Ainda sobre como tratar das questões sobre sexo (de onde vêm os bebês, pra que serve o pipi, por que os pais dormem na mesma cama etc.), uma última dica é evitar fantasias ditas como verdades. O problema das fantasias é que elas serão confrontadas com a realidade em algum momento. Um dia a criança descobre que não foi uma cegonha que a deu para os pais. Esse tipo de descoberta faz quebrar-se a confiança que a criança sempre depositou nos pais. O melhor é contar a verdade, apenas preocupando-se em adaptá-la para a linguagem infantil. Inspirem-se em exemplos equivalentes vindos de outros campos da vida. Por exemplo, se uma criança pergunta aos pais por que eles vão trabalhar, obviamente não se deve responder nada sobre as contas, os impostos e nem tampouco citar Karl Marx. Basta dizer que o trabalho é importante para que a família possa fazer tudo o que gosta quando os pais não estão trabalhando, ou dizer que precisam trabalhar para que a família possa continuar contando com o quintal bonito, para que a criança continue tendo roupas confortáveis, para que possam visitar a tia Cotinha em Minas e assim por diante.

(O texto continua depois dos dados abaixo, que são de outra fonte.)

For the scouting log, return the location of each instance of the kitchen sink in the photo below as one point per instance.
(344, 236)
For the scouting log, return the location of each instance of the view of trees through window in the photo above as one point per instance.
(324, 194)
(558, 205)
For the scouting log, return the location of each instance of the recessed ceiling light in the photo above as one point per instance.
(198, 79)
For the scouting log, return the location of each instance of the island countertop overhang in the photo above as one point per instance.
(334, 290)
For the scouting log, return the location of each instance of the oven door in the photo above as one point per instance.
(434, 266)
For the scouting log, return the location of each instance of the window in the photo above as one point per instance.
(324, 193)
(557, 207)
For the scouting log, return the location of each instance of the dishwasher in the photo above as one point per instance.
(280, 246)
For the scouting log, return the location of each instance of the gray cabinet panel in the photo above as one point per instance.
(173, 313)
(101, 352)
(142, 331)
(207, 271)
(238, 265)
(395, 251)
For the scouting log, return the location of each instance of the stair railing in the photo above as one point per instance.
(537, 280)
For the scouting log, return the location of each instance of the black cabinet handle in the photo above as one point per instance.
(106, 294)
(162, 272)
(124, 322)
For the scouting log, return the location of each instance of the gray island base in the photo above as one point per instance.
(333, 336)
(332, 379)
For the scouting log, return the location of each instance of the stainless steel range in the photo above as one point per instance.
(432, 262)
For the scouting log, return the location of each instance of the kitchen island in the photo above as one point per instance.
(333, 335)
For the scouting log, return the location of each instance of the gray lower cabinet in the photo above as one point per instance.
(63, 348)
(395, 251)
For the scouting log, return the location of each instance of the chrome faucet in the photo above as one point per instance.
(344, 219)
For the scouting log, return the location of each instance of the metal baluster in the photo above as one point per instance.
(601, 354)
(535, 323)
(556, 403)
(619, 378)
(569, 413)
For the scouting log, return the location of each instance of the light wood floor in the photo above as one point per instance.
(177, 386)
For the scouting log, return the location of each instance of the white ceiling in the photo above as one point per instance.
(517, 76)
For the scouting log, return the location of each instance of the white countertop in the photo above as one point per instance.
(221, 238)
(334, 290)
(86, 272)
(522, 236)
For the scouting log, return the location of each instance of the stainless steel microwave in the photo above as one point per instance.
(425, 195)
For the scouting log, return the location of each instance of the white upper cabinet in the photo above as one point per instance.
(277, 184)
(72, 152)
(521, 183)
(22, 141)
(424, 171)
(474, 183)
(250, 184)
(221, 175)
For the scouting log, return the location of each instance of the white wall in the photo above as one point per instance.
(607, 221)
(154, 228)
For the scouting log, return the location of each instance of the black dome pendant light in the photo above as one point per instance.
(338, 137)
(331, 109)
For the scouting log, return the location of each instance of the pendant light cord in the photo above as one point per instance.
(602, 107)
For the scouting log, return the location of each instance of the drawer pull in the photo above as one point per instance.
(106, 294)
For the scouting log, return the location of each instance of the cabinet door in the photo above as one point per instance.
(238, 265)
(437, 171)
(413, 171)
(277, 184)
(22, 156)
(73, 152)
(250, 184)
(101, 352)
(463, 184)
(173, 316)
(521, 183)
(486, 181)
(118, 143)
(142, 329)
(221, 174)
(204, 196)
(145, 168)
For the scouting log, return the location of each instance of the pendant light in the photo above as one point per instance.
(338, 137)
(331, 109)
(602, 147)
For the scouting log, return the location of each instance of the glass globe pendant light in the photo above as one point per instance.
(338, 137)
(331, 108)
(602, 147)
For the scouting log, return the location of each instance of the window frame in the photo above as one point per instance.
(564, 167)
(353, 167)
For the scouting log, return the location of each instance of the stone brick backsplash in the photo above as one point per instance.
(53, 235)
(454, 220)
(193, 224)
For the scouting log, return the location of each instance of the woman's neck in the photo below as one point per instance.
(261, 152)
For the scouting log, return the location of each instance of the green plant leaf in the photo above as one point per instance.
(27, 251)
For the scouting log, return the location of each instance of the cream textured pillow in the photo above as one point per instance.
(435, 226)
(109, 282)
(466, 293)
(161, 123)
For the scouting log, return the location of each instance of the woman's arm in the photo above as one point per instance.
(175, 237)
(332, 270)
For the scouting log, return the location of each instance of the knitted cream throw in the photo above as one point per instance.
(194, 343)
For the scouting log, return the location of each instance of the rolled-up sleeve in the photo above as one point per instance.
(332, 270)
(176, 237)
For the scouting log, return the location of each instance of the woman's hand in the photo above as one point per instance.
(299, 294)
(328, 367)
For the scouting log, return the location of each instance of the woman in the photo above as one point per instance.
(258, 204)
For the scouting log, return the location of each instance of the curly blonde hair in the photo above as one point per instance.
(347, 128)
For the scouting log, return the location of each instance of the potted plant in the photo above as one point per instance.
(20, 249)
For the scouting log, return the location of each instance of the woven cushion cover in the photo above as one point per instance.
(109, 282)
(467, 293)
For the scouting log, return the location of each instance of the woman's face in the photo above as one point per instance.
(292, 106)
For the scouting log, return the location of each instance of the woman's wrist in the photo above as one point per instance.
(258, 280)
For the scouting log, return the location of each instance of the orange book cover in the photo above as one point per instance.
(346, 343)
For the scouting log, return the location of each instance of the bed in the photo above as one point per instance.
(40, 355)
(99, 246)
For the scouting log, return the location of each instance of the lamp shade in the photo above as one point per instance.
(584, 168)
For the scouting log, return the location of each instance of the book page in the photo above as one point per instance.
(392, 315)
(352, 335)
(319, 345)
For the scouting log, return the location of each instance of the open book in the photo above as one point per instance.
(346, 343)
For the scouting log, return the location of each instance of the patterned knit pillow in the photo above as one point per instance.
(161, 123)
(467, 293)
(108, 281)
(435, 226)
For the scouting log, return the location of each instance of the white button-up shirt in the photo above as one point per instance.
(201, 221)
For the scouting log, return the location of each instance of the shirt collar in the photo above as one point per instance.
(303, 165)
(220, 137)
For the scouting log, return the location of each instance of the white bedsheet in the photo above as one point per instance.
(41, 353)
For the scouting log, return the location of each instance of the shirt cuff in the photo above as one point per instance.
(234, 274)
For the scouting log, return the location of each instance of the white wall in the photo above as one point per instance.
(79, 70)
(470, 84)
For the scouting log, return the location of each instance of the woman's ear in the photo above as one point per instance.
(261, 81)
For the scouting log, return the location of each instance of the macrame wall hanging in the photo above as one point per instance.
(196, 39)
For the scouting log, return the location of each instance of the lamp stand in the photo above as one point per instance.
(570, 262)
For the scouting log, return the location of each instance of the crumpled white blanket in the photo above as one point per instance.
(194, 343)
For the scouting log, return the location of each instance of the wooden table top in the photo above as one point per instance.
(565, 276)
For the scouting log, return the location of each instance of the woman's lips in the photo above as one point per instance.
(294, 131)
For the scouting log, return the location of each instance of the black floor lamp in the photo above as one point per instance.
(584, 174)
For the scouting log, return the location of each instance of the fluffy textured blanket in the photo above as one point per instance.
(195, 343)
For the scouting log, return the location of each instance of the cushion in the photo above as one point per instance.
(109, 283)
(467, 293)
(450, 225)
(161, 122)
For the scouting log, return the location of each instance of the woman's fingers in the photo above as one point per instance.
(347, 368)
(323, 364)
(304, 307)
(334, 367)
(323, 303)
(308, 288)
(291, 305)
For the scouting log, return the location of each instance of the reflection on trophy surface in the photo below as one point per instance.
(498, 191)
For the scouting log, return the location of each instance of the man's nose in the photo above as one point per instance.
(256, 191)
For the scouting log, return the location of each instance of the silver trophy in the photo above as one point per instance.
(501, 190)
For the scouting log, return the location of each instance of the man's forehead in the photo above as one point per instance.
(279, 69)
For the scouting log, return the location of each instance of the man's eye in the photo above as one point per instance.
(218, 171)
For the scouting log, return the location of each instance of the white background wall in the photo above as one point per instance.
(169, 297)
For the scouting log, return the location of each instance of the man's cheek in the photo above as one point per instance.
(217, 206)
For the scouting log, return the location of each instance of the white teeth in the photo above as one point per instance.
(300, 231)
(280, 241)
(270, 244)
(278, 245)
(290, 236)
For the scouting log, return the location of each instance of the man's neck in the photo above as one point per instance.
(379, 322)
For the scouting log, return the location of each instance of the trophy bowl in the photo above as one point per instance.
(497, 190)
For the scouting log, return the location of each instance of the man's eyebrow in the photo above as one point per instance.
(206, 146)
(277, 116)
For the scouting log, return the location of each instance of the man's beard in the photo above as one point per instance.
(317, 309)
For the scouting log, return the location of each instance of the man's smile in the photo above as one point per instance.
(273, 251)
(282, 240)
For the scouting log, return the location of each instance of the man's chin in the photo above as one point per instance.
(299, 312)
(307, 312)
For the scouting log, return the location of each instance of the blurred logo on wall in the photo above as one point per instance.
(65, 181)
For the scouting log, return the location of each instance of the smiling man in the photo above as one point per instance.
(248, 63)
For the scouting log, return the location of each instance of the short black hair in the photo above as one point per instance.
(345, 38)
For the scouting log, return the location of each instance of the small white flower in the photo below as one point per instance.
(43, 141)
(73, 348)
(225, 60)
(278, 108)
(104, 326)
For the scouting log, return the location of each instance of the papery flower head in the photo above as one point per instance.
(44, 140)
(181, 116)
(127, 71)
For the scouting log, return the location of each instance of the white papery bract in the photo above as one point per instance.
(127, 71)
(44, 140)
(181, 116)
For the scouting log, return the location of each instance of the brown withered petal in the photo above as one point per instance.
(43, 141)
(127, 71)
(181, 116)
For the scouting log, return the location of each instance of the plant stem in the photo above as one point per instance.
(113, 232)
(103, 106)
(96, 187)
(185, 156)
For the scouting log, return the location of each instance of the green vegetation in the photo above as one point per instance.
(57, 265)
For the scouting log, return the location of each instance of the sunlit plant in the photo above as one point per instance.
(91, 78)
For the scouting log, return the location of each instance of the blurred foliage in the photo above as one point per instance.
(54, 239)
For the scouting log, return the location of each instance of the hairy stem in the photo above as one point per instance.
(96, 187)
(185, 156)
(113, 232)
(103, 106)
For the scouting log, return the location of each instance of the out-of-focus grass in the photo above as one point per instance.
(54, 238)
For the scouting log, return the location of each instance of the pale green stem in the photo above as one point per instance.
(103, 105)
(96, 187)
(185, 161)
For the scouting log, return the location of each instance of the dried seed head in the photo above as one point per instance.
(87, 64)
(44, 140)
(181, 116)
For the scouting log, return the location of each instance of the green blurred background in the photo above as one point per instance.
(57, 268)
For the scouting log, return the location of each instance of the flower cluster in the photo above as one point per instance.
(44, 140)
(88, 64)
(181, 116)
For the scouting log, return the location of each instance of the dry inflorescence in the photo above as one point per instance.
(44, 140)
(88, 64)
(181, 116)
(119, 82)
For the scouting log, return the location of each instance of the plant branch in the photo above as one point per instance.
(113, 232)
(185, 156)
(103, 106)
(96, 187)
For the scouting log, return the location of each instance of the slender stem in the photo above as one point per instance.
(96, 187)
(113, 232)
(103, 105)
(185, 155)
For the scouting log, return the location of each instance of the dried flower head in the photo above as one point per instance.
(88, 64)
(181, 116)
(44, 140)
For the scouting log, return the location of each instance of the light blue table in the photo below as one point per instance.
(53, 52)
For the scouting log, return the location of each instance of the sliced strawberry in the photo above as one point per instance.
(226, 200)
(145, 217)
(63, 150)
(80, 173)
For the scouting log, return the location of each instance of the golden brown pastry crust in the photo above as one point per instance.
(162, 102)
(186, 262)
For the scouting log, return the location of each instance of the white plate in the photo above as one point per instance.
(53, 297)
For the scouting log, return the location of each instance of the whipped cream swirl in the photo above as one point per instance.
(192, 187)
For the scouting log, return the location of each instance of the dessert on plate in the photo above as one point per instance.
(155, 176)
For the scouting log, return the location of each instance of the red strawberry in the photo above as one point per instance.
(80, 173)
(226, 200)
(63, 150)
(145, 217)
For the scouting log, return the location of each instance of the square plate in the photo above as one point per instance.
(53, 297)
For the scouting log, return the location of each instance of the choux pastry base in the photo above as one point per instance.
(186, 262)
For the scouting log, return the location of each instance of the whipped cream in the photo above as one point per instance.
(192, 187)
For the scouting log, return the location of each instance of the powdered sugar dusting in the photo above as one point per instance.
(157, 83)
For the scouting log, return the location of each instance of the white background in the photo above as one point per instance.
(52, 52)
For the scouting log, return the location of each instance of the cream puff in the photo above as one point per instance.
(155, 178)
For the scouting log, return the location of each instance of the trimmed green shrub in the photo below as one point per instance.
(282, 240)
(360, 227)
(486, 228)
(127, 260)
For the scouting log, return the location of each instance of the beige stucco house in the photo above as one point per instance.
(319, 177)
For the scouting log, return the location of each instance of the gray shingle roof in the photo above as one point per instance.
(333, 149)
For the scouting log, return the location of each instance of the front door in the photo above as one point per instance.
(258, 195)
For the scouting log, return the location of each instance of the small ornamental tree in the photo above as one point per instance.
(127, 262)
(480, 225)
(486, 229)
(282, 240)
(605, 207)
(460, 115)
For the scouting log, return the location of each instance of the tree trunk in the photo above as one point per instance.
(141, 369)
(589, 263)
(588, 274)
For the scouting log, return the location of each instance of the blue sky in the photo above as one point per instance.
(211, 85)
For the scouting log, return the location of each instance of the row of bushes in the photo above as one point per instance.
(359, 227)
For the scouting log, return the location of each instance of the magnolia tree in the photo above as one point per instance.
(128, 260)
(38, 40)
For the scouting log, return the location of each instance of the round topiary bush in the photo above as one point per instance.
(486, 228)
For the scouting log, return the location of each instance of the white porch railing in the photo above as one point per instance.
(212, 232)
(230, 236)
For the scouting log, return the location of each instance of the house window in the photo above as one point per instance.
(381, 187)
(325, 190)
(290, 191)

No caso do sexo é a mesma coisa. Não é um bicho de sete cabeças. Mas, para isso, é importante desfazer-se dos tabus, abrir mão do olhar moralista e pacaminoso que se tem sobre o sexo. Sexo é vida, saúde, prazer e bem-estar. Quando os pais conseguem se concentrar nesses aspectos bacanas da sexualidade no cotidiano e especificamente nas conversas com os filhos, aqueles temas mais preocupantes relacionados à saúde e ao bem-estar acabam aparecendo espontaneamente na interação. Uma criança que tenha suas questões sobre sexo acolhidas com carinho e sem medo pelos pais confiará neles para compartilhar as angústias que experimentarão na adolescência e no início da idade adulta.

A hora é agora. E aí, pra você… o que é virgem?